Esas palabras podrían ser un inmejorable prefacio al Prefacio a Shakespeare que Samuel Johnson puso en 1765 al frente de la edición en ocho volúmenes de las obras completas del poeta de Stratford. 

Esa luminosa introducción a Shakespeare, no sólo vigente, sino también imprescindible, escrita por una de las inteligencias más cultas y preclaras de la Ilustración, es uno de los textos canónicos de la historia de la crítica literaria y lo recupera Taurus en su colección Greats Ideas con el título Sobre Shakespeare y con traducción de Juan Antonio Montiel.
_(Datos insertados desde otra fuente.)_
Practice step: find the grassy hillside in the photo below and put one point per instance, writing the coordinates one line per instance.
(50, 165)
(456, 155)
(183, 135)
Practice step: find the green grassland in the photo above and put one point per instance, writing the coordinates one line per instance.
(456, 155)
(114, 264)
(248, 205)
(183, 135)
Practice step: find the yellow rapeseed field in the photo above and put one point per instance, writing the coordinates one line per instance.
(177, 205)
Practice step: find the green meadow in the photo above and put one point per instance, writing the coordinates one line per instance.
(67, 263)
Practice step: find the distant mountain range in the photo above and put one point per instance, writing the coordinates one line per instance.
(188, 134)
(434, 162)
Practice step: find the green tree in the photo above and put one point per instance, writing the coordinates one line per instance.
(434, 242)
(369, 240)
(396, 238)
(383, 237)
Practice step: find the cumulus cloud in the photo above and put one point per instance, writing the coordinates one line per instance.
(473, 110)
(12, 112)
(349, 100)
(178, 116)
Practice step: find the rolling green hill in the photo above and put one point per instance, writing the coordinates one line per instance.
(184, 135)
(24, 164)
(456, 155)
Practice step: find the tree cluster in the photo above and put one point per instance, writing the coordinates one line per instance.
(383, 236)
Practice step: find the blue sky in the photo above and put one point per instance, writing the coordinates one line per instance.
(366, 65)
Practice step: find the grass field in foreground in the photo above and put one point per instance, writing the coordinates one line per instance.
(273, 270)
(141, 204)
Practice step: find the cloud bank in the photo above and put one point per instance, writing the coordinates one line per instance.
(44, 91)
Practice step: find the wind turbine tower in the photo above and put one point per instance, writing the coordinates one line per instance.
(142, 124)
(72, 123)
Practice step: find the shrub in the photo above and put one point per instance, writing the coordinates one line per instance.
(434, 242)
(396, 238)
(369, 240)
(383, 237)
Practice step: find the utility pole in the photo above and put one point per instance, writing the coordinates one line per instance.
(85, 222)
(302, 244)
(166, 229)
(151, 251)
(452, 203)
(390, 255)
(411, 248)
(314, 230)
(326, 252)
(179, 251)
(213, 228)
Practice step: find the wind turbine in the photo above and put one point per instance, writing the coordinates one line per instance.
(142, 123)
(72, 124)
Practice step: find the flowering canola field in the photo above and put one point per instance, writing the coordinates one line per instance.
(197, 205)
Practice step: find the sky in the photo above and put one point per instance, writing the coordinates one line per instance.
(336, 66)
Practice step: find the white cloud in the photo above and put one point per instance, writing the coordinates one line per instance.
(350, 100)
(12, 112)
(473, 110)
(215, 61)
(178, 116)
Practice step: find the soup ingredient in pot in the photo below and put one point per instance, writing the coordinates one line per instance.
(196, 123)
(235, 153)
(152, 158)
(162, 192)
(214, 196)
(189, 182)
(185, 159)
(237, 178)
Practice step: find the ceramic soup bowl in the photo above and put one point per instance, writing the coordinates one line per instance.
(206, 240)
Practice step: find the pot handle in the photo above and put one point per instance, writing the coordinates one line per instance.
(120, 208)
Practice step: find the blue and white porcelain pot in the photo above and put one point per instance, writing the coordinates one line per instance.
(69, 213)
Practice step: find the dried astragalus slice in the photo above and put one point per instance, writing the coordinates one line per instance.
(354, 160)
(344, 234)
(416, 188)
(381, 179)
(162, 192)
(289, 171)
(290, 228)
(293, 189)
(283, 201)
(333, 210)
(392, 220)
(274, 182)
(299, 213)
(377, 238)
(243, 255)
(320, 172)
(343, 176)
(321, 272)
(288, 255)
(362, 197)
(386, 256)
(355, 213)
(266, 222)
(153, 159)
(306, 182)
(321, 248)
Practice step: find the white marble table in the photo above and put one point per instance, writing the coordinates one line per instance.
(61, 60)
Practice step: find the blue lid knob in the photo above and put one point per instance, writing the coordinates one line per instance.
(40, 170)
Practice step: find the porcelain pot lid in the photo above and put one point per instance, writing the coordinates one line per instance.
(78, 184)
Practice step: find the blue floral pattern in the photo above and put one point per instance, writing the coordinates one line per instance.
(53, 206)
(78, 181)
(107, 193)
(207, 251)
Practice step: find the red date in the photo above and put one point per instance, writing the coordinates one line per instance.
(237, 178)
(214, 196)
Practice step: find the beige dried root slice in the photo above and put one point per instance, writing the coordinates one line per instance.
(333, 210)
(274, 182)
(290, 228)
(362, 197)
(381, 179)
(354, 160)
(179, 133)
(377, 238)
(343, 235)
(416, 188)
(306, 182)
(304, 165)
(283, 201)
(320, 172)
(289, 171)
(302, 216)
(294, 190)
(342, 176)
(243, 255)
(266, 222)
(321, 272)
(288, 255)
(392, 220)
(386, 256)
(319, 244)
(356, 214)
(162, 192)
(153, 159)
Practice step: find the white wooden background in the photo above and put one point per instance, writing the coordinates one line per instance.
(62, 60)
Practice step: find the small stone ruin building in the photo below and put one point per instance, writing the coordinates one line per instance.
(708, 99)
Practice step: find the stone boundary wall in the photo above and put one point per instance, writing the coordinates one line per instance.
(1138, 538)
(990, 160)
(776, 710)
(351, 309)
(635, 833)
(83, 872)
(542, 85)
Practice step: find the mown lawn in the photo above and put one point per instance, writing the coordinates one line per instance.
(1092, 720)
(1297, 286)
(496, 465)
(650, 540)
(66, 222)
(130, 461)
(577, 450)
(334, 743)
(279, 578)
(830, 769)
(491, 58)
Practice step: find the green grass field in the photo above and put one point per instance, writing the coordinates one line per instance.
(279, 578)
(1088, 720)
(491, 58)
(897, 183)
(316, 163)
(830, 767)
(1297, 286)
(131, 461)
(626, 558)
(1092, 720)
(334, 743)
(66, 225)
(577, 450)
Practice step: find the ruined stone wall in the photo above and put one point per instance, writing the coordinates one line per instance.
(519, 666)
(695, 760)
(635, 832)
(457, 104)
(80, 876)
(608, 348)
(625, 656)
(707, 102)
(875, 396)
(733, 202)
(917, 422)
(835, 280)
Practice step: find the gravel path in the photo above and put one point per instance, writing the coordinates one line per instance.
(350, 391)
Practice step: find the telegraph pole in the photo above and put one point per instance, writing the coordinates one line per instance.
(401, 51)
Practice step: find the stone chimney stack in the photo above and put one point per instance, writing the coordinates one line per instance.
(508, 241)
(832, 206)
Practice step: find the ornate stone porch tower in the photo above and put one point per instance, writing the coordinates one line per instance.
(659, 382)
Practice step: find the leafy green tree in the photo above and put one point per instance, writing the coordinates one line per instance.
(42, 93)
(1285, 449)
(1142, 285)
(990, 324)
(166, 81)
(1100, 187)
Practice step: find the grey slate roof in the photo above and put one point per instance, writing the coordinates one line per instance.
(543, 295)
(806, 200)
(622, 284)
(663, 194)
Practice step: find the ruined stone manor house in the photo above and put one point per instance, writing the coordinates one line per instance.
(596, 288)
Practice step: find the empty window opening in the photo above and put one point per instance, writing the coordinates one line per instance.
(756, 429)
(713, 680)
Un prefacio que reivindica a su vez la vigencia de Shakespeare y su legado inmortal, resultado de su capacidad para reflejar la realidad de la condición humana y para hacer de sus obras un espejo de la vida misma:

 “No es fácil imaginar -escribe Johnson- hasta qué punto Shakespeare consigue reflejar la realidad, salvo cuando se le compara con otros autores. De las antiguas escuelas de declamación se ha dicho que quien con más empeño las frecuentaba peor preparado estaba para el mundo, pues no encontraba en ellas nada con lo que pudiera toparse después en otro sitio. Lo mismo puede afirmarse del teatro…, excepto en el caso de Shakespeare. Bajo las directrices de cualquier otro dramaturgo, el teatro está poblado de personajes improbables que dialogan en un lenguaje que nadie ha oído hablar jamás sobre cuestiones ajenas al comercio cotidiano del mundo. Los diálogos de nuestro autor, en cambio, se vinculan tan íntimamente con la situación que los origina y avanzan con tal fluidez y sencillez que, más que reclamar el mérito de la ficción, parecen haberse extraído con diligencia de conversaciones comunes y situaciones ordinarias.
[…]
Otros dramaturgos solo consiguen llamar la atención echando mano de personajes hiperbólicos o exagerados, de una bondad o una maldad fabulosas y nunca vistas, igual que los autores de los libros de caballerías cautivaban a sus lectores con gigantes y enanos. Quien espere aprender algo sobre los asuntos humanos en tales obras o en tales libros se verá decepcionado. En Shakespeare no hay héroes: sus obras están pobladas exclusivamente por hombres que hablan y proceden de la misma manera que el lector imagina que lo haría en una situación similar; incluso cuando los acontecimientos son sobrenaturales, el diálogo se mantiene fiel a la vida real. Otros escritores adornan las pasiones más ordinarias y los hechos más comunes hasta tal punto que quien los contempla en el libro no puede reconocerlos en el mundo; Shakespeare aproxima lo remoto y vuelve familiar lo extraordinario: lo que describe tal vez no suceda jamás, pero, si fuera el caso, sus consecuencias serían muy probablemente las que él apunta. Es lícito decir que no solo ha mostrado la naturaleza humana tal como se revela ante las exigencias de la vida real, sino que nos ha enseñado cómo respondería el ser humano ante dilemas frente a los que no se encontrará jamás.
Este es, pues, el mejor elogio que puede hacerse a Shakespeare: que su teatro es un espejo de la vida misma, que aquel que haya confundido su imaginación persiguiendo los fantasmas que otros escritores han puesto delante de sus ojos puede curarse de sus delirantes éxtasis leyendo sentimientos humanos en lenguaje humano; escenas con las que un ermitaño podría conocer los avatares del mundo y un confesor predecir el desarrollo de las pasiones.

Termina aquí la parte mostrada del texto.